The new Mikveh Calendar (5763)

My solution was to print the calendar on larger stock – half of a legal (8.5 x 14 inches) sheet, instead of Chicago’s letterhalf; the finished calendar would be seven inches wide, instead of 5.5. Chaiah Schwab provided the cover art. I made the vertical margins between days narrower than the horizontal margins between weeks; I felt this better conveyed the left-to-right flow of time, from day to day, within each week. A list of sunrise and sunset times was placed to the right of each week, in the space provided by the larger paper. I wrote a short, illustrated guide to using the calendar, and I lightly edited the rest of the text, which the ladies had provided.

5765 calendar, with chart

The women liked the calendar a lot, but some of them wanted more space for notes. I ended up replacing the last page of successive calendars with a simple chart, like one Rabbi Chaim Papelow (of Yeshivat Mikdash Melech, in Brooklyn) had once told me to make. Removing one month wasn’t as problematic as it would sound – each calendar included the first two or three months of the following year. I also experimented a bit with the page breaks in the instructional section.

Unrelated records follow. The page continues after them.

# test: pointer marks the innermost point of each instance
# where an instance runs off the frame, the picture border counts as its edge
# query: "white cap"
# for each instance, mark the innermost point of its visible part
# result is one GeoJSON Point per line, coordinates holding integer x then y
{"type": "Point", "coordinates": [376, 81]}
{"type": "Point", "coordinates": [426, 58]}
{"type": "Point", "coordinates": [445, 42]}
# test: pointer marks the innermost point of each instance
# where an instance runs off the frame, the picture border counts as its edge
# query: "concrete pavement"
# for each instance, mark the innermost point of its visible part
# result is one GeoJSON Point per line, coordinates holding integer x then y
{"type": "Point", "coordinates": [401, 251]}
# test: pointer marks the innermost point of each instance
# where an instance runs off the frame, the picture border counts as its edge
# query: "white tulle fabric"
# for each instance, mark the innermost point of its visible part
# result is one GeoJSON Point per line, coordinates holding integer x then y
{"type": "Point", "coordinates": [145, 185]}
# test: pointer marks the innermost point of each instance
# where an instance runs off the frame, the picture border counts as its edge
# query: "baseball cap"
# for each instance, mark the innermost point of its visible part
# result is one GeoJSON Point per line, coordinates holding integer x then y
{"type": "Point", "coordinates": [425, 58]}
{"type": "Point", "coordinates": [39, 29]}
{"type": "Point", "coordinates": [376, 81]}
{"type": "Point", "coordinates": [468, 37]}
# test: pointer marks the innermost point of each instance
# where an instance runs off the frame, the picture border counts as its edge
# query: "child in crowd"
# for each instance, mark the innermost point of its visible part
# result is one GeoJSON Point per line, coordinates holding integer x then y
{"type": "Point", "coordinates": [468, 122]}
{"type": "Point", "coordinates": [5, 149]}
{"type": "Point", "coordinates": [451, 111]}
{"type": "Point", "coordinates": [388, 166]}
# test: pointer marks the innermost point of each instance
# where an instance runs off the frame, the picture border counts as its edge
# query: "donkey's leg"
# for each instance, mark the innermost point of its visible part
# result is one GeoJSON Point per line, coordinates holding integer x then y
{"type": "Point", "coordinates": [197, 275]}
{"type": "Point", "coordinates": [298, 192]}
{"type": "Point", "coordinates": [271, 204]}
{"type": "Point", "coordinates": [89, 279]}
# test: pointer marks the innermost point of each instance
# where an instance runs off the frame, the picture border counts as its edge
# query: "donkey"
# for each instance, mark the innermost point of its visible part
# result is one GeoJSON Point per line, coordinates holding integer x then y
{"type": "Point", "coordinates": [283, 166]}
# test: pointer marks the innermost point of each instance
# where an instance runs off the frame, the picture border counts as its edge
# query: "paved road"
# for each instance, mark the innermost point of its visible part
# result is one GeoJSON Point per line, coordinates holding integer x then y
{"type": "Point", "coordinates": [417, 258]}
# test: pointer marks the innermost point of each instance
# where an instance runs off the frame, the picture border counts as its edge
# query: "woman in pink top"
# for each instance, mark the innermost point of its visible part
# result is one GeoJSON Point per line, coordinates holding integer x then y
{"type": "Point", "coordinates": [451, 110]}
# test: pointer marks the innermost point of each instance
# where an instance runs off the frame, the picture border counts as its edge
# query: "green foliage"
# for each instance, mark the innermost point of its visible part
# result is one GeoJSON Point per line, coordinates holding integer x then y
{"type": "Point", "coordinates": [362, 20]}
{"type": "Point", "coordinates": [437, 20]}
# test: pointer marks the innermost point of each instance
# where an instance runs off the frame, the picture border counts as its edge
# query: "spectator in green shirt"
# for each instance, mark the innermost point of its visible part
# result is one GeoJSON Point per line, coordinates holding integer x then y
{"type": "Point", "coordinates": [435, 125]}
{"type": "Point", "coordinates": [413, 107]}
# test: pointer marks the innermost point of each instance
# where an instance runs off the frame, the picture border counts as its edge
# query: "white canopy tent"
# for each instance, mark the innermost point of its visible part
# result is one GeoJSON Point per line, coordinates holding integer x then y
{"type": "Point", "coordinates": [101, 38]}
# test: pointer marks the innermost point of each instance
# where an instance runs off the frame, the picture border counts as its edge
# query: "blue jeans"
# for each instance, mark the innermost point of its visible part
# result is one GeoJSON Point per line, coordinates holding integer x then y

The revamped 5766 calendar

In 2005, after migrating from PageMaker (the page-layout software I’d been using) on a PC to InDesign on a Mac, I completely revamped the layout, giving it an airier, friendlier, retro-modern look. At the same time, the calendar now packed much more information, something users had asked for. Sunset and sunrise times were moved into each day’s space, where they would be easier to find. The numbers for each date were arranged to reflect the order in which they began, from left to right – the Hebrew, Jewish numbers were placed in the “night time” half of each date, and the English, secular numbers were placed to the right. Religious holiday info was enhanced and expanded, and secular calendar events were added. The space where the time charts had once been was moved to the left-hand margin and laid out for organized note-taking. I redesigned the cover, using a photograph of the vintage Formica in my mother’s bathroom. The rounded rectangle shape became a visual motif that carried throughout the entire calendar. (It’s supposed to look like a vintage TV screen – and the top and bottom are not symmetrical!)

5770 – a two-year calendar

Four years later, change was afoot. A new mikveh was under construction, in a safer, more central location. The Mikveh Society itself was undergoing some organizational shifts. I redesigned the calendar’s cover to reflect those changes. The last page of the calendar was requisitioned for information about both the mivkeh and the organization. The chart was moved to the spread just before the first calendar page. At the request of some of the women, I added a panel just beneath the chart, in which I explained the Hebrew representation of Jewish dates. The calendar also moved to a two-year (27 month) format. Although each copy would cost more to print, the expense over a two-year period would be less. Also, I would only have to update the calendar every other year.

The 5776-5777 calendar

By the next time I updated the calendar, the new location had opened, and Beth Tvillah Mikveh Society had become the Cincinnati Community Mikveh. I replaced the branding on the outside of the calendar, and I added more specific location info to the back-page information section, including separate QR codes for directions to the men’s and women’s parking and entrances.